A spokesman for the House Judiciary Committee declined to comment on the committee’s interest in Ms. Trump. But Mr. Nadler has said that the 81 requests were only the first tranche and that requests to others, including Ms. Trump, could “quite conceivably” follow.

The characters working behind the scenes on the document requests also provide a hint of what the Judiciary Committee is looking for. In February, House Democrats retained Norman L. Eisen, a litigator and prominent Trump critic, to begin its inquiries into the president. Mr. Eisen, who played a large role in overseeing the document requests, has also been vocal about potential emoluments clause violations from the president and his family. In December 2016, for instance, he was an author of a report for the Brookings Institution, “The Emoluments Clause: Its text, meaning, and application to Donald J. Trump.”

Ms. Trump and her husband, Jared Kushner, never completely divested from their companies even after taking top White House positions. Their income in 2017, from various investments they remained involved in through vehicles and trusts, was $82 million to $222 million, according to their ethics disclosures. In 2017, Ms. Trump earned more than $5 million from her namesake fashion brand, according to financial disclosures.

In July 2018, Ms. Trump shut down her fashion brand, amid concerns that the family was profiting from the presidency. But she has continued to seek trademarks in China to avoid competitors from profiting off her name, according to a spokeswoman.
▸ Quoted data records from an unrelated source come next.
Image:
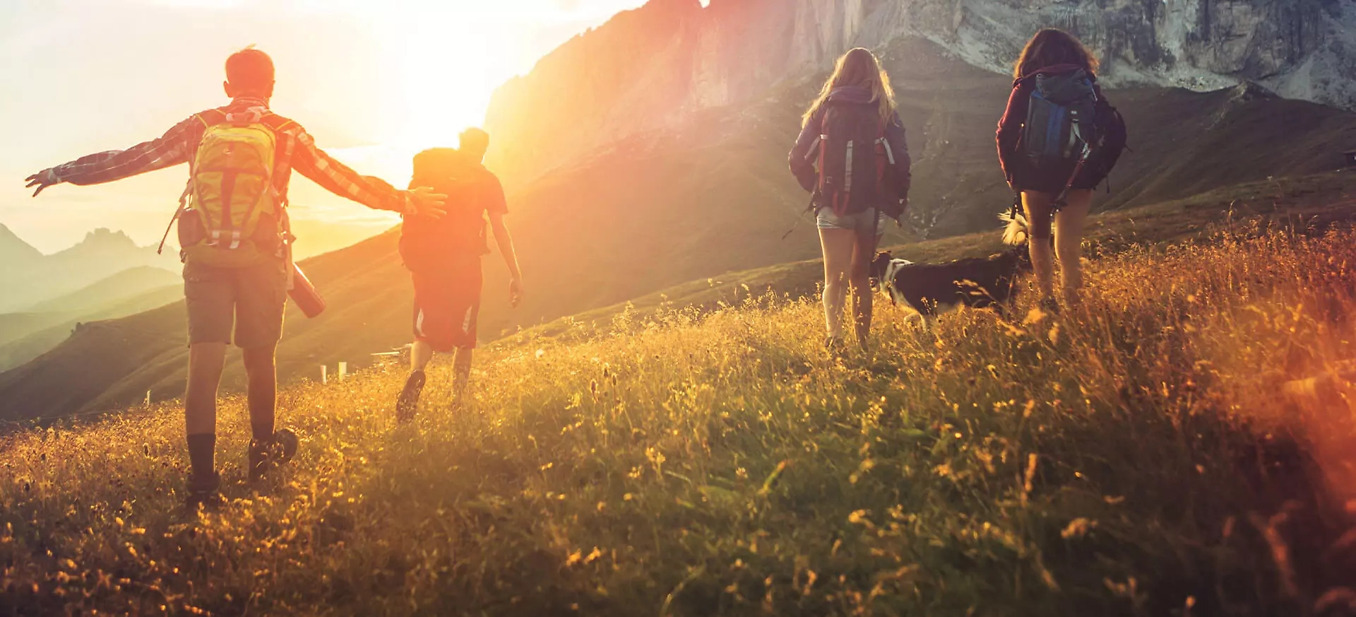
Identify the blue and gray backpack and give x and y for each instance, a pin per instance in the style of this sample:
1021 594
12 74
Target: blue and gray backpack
1062 126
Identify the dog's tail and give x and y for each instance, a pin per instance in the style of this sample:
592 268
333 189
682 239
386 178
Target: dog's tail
1017 232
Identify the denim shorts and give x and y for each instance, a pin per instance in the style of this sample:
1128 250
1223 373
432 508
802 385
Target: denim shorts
860 221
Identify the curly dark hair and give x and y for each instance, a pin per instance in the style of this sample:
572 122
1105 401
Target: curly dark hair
1054 46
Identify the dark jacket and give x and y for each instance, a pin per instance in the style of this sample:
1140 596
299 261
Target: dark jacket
803 153
1010 125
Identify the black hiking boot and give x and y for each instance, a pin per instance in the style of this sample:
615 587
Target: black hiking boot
202 491
408 400
266 456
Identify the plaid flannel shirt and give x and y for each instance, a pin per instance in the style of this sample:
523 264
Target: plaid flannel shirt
296 151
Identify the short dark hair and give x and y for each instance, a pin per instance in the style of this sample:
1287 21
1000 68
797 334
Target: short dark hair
250 69
473 140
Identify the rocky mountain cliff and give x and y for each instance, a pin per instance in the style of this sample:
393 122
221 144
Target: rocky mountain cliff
652 67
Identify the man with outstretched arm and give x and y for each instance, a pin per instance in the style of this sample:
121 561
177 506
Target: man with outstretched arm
444 261
235 236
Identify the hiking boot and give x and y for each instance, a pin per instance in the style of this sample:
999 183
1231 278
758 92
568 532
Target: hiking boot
202 491
265 456
408 400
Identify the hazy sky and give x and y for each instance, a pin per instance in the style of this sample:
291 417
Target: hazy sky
374 80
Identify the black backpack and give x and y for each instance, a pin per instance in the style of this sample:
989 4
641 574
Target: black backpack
426 242
853 156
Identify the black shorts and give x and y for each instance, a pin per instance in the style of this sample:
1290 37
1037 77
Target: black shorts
446 304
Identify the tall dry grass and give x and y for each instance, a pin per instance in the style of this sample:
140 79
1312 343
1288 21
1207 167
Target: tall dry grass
1179 444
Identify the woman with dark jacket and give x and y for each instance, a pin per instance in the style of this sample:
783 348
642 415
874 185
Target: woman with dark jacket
849 232
1047 54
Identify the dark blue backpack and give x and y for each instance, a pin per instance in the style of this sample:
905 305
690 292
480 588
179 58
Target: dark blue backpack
1062 126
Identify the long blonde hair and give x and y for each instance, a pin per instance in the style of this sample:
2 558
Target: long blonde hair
859 67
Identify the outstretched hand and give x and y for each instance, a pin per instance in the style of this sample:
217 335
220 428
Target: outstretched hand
425 202
41 179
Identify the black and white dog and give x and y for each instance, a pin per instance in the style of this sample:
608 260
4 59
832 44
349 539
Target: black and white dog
932 289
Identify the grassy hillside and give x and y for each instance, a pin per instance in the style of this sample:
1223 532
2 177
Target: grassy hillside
40 341
674 208
1176 445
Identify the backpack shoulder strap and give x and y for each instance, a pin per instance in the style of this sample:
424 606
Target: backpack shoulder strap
210 117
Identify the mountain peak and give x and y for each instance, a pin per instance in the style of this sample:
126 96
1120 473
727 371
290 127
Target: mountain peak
12 248
105 236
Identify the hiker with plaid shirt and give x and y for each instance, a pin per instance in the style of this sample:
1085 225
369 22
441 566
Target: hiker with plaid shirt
247 299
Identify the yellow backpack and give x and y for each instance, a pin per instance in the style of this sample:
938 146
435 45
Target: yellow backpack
231 213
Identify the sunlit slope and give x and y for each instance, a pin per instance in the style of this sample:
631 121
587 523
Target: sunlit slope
1287 202
690 202
1145 452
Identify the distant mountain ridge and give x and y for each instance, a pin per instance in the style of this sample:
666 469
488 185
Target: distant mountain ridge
654 67
14 251
30 278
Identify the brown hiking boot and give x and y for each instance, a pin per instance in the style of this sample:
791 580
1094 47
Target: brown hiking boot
265 456
202 491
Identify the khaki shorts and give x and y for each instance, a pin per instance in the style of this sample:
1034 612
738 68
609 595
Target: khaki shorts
446 304
248 300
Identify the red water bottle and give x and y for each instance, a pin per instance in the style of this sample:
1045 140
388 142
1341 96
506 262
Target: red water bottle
308 300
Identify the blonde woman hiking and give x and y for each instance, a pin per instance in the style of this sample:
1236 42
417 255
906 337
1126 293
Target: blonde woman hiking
1057 141
853 157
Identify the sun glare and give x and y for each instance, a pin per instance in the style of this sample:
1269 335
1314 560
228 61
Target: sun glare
446 67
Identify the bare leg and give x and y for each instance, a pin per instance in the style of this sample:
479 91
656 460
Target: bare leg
838 246
262 373
860 281
1042 261
200 402
1069 239
200 408
421 354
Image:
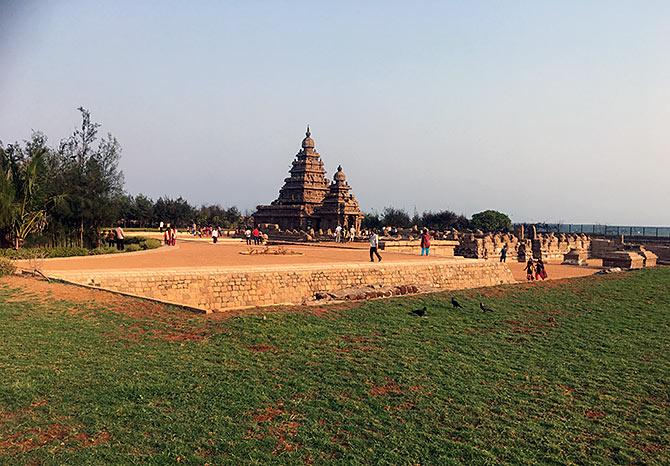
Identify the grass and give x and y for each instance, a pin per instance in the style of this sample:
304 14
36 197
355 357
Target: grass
569 372
135 243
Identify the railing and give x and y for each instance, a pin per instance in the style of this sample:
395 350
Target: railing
603 230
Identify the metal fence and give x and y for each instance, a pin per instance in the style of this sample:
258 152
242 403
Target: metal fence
603 230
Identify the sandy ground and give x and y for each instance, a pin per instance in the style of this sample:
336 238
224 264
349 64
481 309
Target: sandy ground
227 253
224 254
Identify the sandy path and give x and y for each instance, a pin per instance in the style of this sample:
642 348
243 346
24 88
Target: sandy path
224 254
195 254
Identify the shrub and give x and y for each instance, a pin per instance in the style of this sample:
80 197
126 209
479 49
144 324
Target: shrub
6 267
491 220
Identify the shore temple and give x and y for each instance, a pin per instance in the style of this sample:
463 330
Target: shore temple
308 199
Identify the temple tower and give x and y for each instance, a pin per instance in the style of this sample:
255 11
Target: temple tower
339 207
303 191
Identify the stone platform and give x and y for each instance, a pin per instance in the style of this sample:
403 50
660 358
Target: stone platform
223 288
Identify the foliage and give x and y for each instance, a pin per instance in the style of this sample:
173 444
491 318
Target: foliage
396 217
555 375
84 173
134 243
178 212
491 220
22 178
443 220
371 221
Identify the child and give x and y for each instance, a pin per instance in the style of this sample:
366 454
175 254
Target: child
540 272
529 269
425 242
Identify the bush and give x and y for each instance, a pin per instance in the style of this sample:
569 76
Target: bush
6 267
136 243
491 220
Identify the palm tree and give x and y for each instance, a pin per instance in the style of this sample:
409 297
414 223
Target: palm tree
21 209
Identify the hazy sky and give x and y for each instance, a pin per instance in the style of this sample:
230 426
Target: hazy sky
547 110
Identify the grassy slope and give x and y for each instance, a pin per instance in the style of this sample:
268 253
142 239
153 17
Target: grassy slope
574 373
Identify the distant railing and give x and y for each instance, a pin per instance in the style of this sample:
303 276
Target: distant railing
603 230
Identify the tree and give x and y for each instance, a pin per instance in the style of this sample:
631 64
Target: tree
491 220
371 221
85 173
177 212
22 202
443 219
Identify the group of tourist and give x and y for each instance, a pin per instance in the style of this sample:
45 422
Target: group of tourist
170 236
255 236
535 270
339 232
115 237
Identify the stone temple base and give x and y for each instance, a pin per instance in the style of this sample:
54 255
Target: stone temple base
220 289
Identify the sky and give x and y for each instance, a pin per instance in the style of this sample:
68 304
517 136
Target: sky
555 111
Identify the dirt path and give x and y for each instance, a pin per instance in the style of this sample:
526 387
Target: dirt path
224 254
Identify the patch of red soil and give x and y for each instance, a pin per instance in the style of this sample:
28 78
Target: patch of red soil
283 431
594 414
62 434
389 388
260 348
269 413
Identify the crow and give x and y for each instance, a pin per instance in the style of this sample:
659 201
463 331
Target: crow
484 308
420 312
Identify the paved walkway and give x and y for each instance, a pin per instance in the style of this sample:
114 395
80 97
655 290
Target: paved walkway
202 255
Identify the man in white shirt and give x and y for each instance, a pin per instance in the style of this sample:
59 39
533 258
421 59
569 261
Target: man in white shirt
374 244
120 236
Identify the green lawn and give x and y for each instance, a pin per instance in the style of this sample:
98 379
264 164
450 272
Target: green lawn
562 372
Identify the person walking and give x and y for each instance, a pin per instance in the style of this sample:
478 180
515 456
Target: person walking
374 245
111 238
530 267
540 272
256 235
503 253
425 242
120 236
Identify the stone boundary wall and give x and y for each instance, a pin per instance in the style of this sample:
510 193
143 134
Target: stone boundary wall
213 289
442 248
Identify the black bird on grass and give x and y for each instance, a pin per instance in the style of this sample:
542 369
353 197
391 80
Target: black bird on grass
484 308
420 312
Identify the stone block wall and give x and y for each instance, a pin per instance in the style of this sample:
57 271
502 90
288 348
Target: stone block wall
221 289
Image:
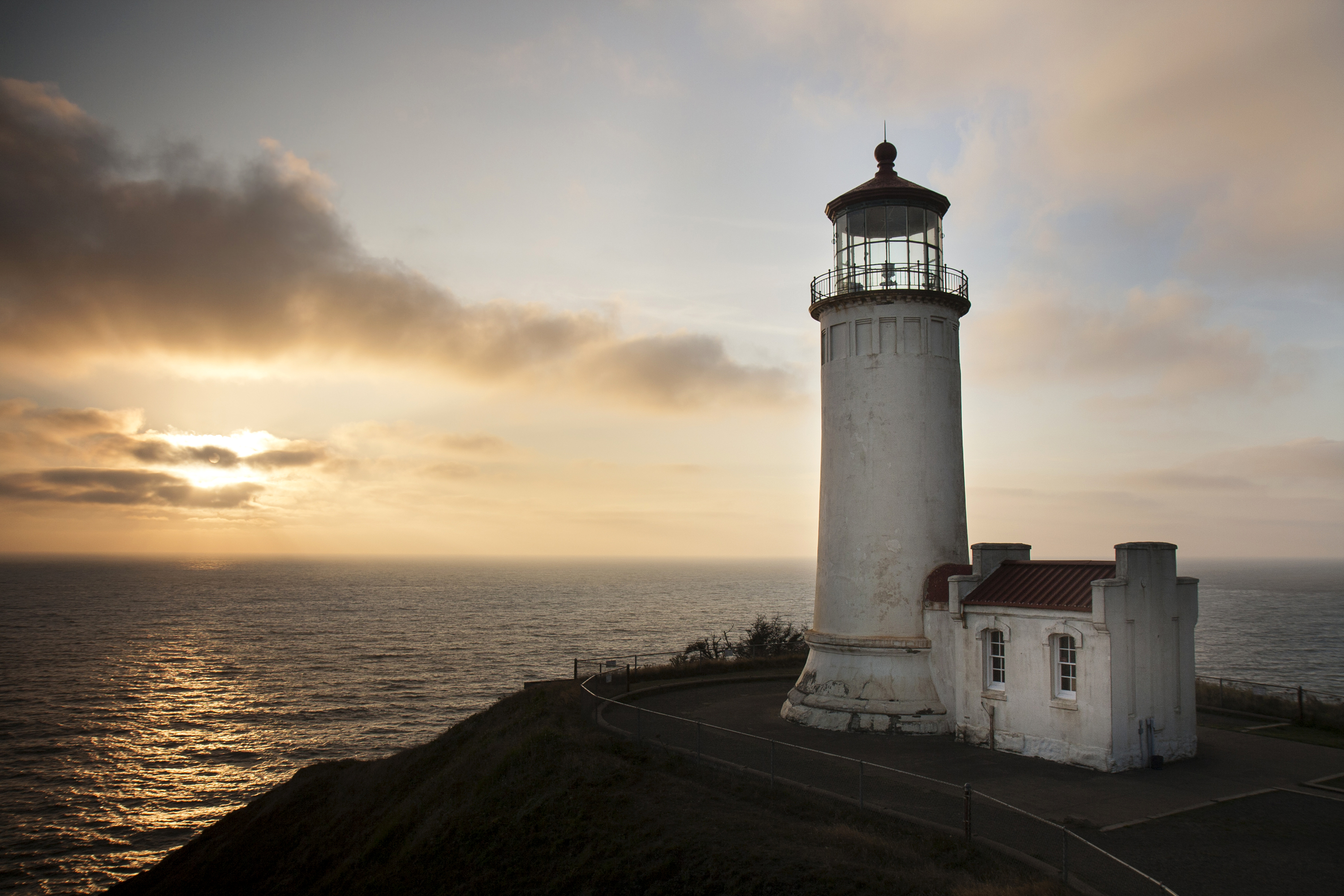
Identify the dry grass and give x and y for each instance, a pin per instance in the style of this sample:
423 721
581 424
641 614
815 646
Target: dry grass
718 667
529 797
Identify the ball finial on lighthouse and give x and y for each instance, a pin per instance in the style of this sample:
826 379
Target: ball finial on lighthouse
893 511
886 156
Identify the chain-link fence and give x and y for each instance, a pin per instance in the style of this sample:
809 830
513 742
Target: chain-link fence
1291 703
955 809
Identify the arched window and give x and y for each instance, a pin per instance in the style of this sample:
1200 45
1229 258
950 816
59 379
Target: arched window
996 661
1066 667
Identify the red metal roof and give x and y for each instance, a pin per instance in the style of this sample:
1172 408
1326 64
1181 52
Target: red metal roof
889 186
1042 583
936 586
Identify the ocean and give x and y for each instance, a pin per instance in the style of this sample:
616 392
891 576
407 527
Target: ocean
144 699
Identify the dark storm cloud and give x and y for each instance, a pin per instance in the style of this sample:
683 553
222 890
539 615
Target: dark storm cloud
108 256
158 452
82 485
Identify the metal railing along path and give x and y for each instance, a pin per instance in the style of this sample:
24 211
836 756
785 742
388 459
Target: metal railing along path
604 665
1283 699
906 794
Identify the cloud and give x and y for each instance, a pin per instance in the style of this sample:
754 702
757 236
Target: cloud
105 257
1312 464
80 485
1214 117
408 435
90 456
1159 347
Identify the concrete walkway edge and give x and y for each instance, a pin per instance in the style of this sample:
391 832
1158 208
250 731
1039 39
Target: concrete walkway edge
1046 868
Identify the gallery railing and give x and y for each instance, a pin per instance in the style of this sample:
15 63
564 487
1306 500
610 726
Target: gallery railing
859 279
943 805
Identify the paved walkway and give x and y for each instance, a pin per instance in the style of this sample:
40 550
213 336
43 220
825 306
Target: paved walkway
1230 763
1275 837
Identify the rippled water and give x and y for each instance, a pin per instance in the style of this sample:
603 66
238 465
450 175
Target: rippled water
144 699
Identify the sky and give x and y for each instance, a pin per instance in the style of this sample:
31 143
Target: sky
531 279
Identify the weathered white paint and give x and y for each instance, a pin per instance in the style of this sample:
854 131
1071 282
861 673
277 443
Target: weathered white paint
1136 661
893 509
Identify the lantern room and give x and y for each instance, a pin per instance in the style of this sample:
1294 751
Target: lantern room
887 237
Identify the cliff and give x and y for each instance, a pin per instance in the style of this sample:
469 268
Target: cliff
530 797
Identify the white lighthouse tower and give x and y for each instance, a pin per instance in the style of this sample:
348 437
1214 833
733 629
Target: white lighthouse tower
893 485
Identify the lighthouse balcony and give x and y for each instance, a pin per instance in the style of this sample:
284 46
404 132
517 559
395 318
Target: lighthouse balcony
889 277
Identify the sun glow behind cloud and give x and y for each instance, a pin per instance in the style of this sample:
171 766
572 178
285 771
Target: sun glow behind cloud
412 342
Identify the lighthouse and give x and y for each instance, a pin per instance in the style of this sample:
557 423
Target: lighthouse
893 511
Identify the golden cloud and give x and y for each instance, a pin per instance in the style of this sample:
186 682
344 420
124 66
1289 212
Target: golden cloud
1156 349
186 267
1218 115
1316 462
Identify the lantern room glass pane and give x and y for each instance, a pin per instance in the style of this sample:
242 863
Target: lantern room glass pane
897 222
858 226
916 228
877 224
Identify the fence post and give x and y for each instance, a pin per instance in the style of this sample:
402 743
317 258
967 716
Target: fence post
967 820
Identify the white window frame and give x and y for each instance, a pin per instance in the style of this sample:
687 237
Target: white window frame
1064 668
996 648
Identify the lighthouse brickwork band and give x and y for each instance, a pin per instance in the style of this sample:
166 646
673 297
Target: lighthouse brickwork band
1082 661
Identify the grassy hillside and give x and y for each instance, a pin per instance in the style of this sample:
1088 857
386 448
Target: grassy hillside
530 798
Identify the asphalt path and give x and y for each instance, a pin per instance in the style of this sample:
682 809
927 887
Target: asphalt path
1234 820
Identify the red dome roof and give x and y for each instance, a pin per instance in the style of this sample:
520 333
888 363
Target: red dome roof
887 186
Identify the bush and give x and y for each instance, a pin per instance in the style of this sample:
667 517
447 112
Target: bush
765 637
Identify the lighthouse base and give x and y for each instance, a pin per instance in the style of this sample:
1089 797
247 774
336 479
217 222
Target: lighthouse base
867 684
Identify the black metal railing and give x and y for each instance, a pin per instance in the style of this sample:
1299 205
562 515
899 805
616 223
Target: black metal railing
866 279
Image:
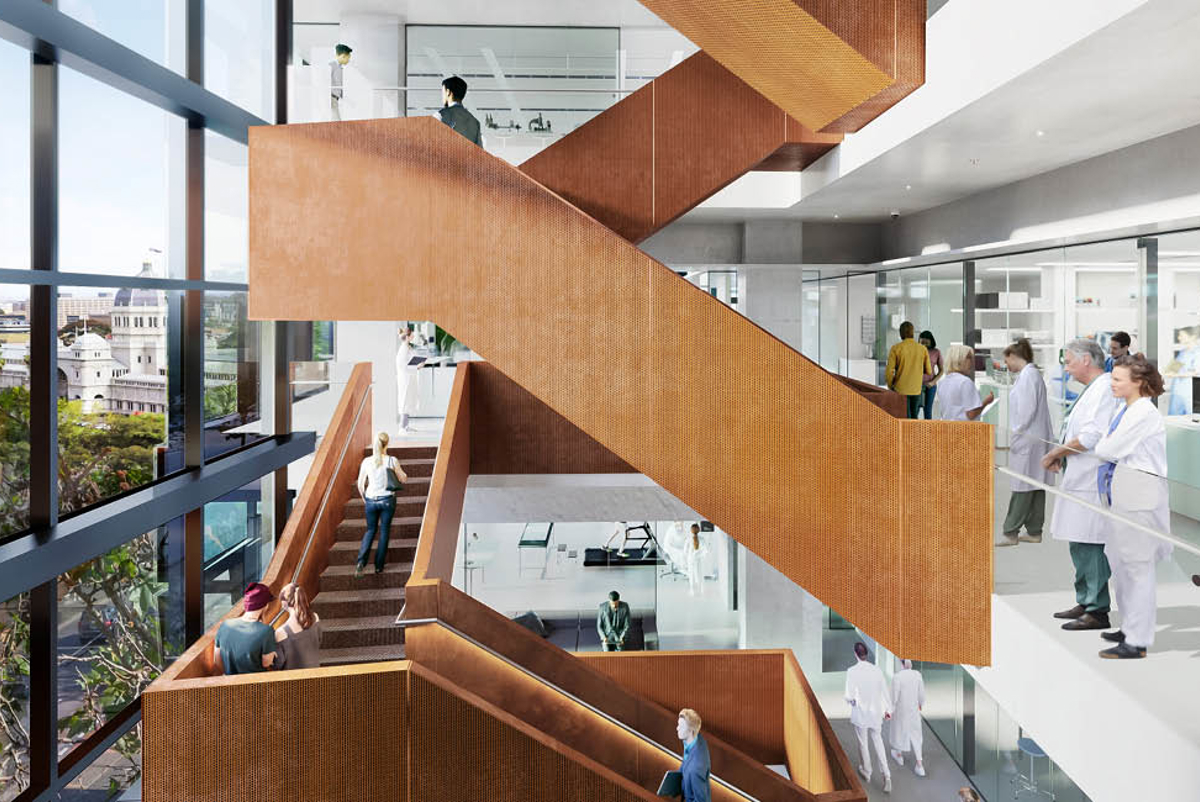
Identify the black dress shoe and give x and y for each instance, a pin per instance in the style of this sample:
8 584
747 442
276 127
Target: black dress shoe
1089 621
1074 612
1123 652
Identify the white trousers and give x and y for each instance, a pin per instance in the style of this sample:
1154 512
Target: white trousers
906 741
876 737
1134 585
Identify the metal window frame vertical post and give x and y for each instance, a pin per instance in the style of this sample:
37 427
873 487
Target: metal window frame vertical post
1147 306
43 417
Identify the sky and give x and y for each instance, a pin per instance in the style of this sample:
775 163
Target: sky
115 190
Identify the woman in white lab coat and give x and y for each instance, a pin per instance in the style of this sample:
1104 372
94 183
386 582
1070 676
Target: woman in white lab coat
1132 482
1029 419
406 378
695 551
907 700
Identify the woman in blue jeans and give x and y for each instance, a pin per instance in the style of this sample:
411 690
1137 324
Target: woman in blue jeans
379 502
929 384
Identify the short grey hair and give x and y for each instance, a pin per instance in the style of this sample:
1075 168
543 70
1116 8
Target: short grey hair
1090 348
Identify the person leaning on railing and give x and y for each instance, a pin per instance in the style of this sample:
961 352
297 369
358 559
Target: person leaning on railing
1132 483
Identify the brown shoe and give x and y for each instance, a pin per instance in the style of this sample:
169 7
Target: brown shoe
1074 612
1089 621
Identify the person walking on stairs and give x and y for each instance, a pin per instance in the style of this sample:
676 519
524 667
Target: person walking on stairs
870 704
379 478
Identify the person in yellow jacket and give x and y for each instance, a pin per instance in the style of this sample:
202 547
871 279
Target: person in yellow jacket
907 366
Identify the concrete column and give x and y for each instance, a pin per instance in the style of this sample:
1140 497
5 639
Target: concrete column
772 299
775 612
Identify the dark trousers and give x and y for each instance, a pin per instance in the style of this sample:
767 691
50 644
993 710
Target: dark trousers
379 513
927 401
1092 575
913 405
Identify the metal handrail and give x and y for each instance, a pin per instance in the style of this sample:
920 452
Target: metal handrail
324 500
414 622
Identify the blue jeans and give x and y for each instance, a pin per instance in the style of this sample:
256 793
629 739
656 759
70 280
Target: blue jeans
379 513
927 400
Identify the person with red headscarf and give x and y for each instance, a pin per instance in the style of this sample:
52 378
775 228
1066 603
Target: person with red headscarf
246 645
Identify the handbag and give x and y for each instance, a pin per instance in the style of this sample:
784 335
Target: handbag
394 483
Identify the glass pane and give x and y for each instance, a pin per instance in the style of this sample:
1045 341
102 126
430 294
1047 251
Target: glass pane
113 391
235 549
118 214
231 375
120 624
15 435
13 156
15 693
151 28
226 209
239 53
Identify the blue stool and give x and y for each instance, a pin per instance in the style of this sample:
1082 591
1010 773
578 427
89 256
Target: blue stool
1021 783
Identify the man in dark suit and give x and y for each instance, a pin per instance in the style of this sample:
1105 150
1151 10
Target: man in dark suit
453 113
696 766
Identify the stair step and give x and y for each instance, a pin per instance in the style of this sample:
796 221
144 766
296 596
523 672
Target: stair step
361 654
418 467
402 528
358 603
406 507
341 578
345 552
367 630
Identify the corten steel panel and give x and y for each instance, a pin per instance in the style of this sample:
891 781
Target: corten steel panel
783 52
709 127
606 166
439 600
892 35
271 736
514 432
465 748
307 512
438 543
928 623
737 694
725 417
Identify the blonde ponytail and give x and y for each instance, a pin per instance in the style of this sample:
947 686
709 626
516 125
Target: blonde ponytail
379 449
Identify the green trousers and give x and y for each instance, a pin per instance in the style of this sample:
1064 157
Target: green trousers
1026 508
1092 575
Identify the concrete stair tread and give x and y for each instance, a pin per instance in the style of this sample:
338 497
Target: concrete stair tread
365 622
348 570
364 594
361 654
393 543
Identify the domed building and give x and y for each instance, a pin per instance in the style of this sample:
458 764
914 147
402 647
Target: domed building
127 372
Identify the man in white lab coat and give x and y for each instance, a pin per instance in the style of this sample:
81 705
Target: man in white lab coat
1087 422
907 701
870 704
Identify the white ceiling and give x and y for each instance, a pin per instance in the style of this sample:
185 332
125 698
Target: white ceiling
1131 81
622 13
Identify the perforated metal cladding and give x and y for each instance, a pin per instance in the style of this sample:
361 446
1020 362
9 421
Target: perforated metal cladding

House Democrats appear to be looking to see if she leveraged her role in government to profit for herself.

Among those asked to produce documents that could show foreign-government involvement with Ms. Trump are George Nader, the Lebanese-American businessman who is cooperating with the special counsel’s inquiry; Erik Prince, the founder of the security contractor formerly known as Blackwater; Matthew Calamari, the former Trump bodyguard turned businessman; and Hope Hicks, a former White House communications director.

Others were Corey Lewandowski, the former Trump campaign manager; Michael T. Flynn, the former national security adviser, and Allen Weisselberg, the chief financial officer of the Trump Organization.

Sarah Huckabee Sanders, the White House press secretary, did not respond to a request for comment.

Abbe Lowell, a lawyer for Mr. Kushner, declined to comment.